Au Mexique,  la terre montagneuse du Guerrero semble maudite. Tous les hommes sont partis. S’ils ne se sont pas enrôlés dans les trafics de drogue, ils ont tenté leur chance en traversant le Rio Bravo pour rejoindre les Etats-Unis. Ne restent que des femmes qui tentent de survivre dans les montagnes, et de protéger leurs filles en les enlaidissant afin qu’elles n’attirent pas l’œil des prédateurs des cartels de la drogue.

p. 139 "C’était devenu le but de tout le monde, de ne jamais revenir. Autrefois, il y avait eu une vraie communauté qui habitait dans ces montagnes, mais tout s’était terminé quand ils avaient construit l’autoroute du soleil qui reliait Mexico à Acapulco."

Ladydi, la narratrice, est l’une de ces filles déguisées en garçons toute leur enfance, puis enlaidie à l’adolescence et cachée dans un trou à la moindre alerte :

"Dans nos montagnes, il ne naissait que des garçons. Lorsque j’étais enfant, ma mère m’habillait en garçon et m’appelait Gamin… en tant que fille, j’aurais été volée. Si les trafiquants de drogue apprenaient qu’il y avait une jolie fille dans le coin, ils arrivaient sur nos terres dans leurs 4X4 noirs et emportaient la gamine. A la télévision, je regardais les filles se faire belles, mais ça n’arrivait jamais chez moi. En grandissant, j’ai pris l’habitude de frotter un feutre jaune ou noir sur l’émail blanc de mes dents pour qu’elles aient l’air pourri."

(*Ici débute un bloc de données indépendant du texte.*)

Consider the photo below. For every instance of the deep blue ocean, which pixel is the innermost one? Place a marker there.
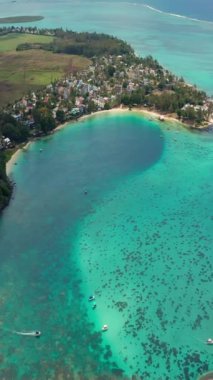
(140, 239)
(179, 34)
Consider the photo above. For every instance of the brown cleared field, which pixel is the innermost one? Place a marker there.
(32, 69)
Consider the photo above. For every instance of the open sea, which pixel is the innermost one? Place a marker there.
(140, 239)
(178, 33)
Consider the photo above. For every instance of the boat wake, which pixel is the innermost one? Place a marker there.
(175, 15)
(145, 5)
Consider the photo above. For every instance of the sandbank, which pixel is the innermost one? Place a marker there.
(14, 157)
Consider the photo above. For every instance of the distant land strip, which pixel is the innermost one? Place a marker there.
(17, 19)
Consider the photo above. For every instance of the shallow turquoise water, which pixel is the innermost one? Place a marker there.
(146, 252)
(140, 240)
(180, 44)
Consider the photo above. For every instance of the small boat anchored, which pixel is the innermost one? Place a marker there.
(91, 298)
(209, 341)
(30, 333)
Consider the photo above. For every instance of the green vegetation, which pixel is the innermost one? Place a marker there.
(86, 44)
(85, 72)
(5, 185)
(31, 70)
(9, 42)
(18, 19)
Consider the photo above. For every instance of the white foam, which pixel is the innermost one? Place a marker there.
(174, 14)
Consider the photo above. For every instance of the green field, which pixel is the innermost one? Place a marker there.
(9, 42)
(21, 71)
(17, 19)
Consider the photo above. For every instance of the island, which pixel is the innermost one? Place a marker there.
(19, 19)
(100, 72)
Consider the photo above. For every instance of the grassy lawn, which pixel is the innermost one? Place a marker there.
(9, 42)
(31, 69)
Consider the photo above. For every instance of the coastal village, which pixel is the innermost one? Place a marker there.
(109, 81)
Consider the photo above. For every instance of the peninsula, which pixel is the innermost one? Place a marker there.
(19, 19)
(111, 76)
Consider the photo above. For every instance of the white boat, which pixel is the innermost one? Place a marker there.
(209, 341)
(30, 333)
(91, 298)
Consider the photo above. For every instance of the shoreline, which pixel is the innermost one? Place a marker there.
(143, 111)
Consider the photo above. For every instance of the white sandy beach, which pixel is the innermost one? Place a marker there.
(142, 111)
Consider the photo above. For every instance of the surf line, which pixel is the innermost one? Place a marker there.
(174, 14)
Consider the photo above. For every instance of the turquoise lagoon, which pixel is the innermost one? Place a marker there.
(140, 240)
(182, 45)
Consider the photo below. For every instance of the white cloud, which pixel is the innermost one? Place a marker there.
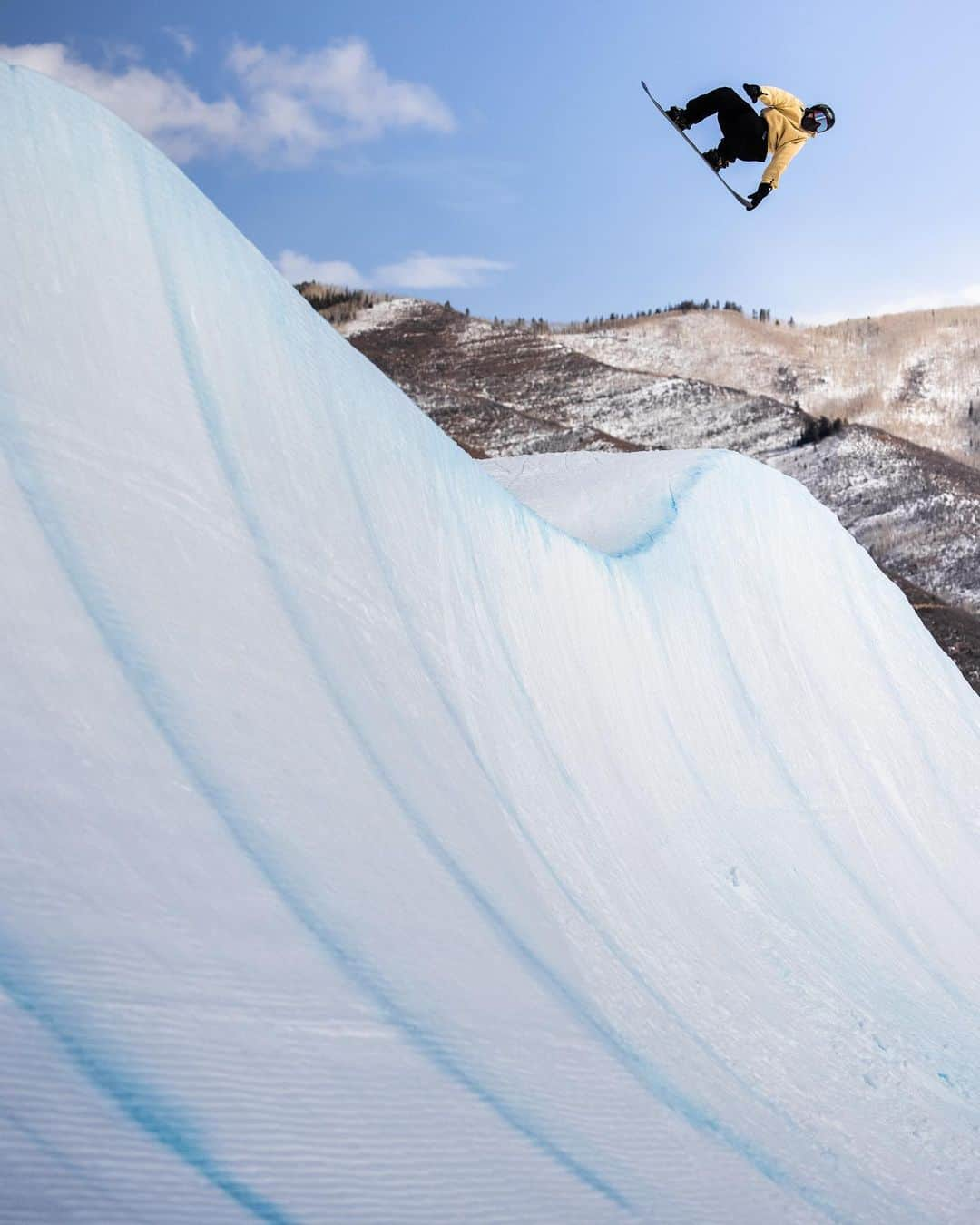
(419, 271)
(182, 39)
(286, 108)
(297, 267)
(422, 271)
(163, 108)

"C’est la mère de Paula qui avait eu l’idée de creuser des trous… Ma mère disait que l’état du Guerrero devenait une vraie garenne à lapins, avec des filles cachées dans tous les coins. Dès que quelqu’un entendait le bruit d’un 4X4 ou apercevait un point noir dans le lointain, toutes les filles se cachaient dans les trous."

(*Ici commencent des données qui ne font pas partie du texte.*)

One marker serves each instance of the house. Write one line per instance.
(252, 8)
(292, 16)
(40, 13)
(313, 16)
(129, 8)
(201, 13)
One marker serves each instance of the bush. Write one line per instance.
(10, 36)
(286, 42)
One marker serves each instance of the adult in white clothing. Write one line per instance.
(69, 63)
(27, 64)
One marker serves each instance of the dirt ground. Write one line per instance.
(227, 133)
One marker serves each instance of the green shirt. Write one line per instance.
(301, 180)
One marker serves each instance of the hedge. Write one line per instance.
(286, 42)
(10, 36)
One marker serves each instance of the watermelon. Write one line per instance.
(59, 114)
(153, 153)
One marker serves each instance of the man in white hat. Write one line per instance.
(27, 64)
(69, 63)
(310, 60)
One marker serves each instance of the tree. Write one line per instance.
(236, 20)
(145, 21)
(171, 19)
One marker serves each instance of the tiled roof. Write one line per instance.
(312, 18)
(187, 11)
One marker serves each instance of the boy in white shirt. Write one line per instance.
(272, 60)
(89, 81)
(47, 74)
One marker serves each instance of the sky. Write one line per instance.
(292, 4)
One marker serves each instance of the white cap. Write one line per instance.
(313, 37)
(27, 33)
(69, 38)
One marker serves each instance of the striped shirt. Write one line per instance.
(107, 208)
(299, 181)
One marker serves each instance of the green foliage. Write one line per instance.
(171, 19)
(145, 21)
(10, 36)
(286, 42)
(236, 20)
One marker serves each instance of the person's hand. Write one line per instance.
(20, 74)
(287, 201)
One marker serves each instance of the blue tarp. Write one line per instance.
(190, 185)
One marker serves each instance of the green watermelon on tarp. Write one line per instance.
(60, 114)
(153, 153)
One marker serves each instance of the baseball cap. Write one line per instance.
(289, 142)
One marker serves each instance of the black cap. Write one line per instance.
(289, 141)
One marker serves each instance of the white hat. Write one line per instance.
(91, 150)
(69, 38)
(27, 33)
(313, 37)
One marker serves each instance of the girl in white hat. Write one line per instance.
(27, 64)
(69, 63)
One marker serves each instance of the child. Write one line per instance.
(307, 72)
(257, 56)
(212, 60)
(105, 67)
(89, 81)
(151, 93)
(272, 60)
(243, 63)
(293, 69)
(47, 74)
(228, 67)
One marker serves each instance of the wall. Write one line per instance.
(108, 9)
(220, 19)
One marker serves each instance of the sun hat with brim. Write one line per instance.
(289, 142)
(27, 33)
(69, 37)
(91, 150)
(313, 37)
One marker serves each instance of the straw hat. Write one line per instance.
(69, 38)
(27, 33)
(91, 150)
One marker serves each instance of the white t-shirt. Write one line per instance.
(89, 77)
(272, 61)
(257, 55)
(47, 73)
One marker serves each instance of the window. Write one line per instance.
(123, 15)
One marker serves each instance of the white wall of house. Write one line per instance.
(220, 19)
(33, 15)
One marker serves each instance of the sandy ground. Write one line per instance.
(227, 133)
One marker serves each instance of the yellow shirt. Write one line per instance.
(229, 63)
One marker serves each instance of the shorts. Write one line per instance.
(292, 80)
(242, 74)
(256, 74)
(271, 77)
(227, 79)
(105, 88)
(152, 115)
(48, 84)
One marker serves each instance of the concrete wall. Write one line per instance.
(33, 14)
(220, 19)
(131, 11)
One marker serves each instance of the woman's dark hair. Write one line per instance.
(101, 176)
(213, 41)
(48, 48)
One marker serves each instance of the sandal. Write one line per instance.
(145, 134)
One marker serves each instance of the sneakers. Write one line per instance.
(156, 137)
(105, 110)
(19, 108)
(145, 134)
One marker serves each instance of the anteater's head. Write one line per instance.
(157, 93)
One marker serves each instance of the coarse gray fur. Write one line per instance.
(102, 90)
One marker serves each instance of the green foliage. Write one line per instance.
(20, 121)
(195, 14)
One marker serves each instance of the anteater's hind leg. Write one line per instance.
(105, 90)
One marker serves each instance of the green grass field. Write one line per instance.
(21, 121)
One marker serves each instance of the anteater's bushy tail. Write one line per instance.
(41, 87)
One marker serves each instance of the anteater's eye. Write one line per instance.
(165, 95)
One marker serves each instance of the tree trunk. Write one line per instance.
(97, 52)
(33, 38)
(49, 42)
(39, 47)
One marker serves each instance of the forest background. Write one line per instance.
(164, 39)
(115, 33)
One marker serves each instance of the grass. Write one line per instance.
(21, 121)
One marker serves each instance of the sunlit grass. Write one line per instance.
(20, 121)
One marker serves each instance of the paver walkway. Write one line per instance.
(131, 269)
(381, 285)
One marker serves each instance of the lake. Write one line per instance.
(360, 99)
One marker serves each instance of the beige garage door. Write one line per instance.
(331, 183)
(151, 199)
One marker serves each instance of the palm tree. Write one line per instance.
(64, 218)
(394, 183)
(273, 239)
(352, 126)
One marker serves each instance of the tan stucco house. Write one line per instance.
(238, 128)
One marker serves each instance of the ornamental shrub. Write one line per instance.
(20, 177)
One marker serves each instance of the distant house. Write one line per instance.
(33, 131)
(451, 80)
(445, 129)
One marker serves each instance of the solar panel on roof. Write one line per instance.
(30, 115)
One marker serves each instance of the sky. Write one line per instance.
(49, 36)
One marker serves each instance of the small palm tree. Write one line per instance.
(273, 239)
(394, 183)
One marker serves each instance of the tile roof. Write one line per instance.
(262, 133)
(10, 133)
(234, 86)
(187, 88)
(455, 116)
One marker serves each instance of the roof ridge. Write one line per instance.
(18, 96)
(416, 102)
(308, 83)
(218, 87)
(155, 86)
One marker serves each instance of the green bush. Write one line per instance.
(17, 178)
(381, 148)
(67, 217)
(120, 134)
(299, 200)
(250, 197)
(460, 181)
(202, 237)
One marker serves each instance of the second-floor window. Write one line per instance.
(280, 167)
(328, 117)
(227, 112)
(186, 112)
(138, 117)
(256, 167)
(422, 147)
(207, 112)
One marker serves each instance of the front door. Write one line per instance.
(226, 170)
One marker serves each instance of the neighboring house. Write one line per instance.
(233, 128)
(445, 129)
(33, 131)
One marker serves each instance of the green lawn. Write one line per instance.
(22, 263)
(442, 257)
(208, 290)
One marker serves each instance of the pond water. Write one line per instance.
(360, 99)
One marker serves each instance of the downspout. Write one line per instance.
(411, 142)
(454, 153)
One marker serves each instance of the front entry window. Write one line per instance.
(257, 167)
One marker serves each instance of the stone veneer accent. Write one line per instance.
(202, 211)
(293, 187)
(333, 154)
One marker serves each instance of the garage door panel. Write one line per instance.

Nous nous attachons à la vie quotidienne de Ladydi et ses copines Paula, Maria et Estefani. Malgré la misère, les pères manquants, les mères aigries ou alcooliques, et toutes les tensions qui les entourent, elles sont réconfortées par leur amitié et de bons moments à l’école. Mais Paula est bien trop belle pour être cachée sous le boisseau…

Au-delà des filles volées, l’auteur évoque aussi les règlements de comptes, et la corruption ou l’incurie des personnes mêmes chargées de lutter contre le trafic de drogue.

p. 53  "Nous connaissions toutes le bruit que font les hélicoptères de l’armée qui approchent. Nous connaissions aussi l’odeur du Paraquat*, mélangé au parfum des papayes et des pommes. Ma mère disait : ces escrocs sont payés par les trafiquants pour ne pas arroser les pavots avec leur fichu Paraquat, alors ils le balancent n’importe où sur la montagne et ça tombe sur nous !"

Un récit brûlant et désespérant, éclairé néanmoins par la détermination de ces femmes, et leur solidarité entre elles. L’écriture est à la fois très abordable, avec ses phrases courtes et percutantes, et très évocatrice. Les paysages et les personnages restent longtemps en tête après la lecture. L’auteur vit actuellement à Mexico City.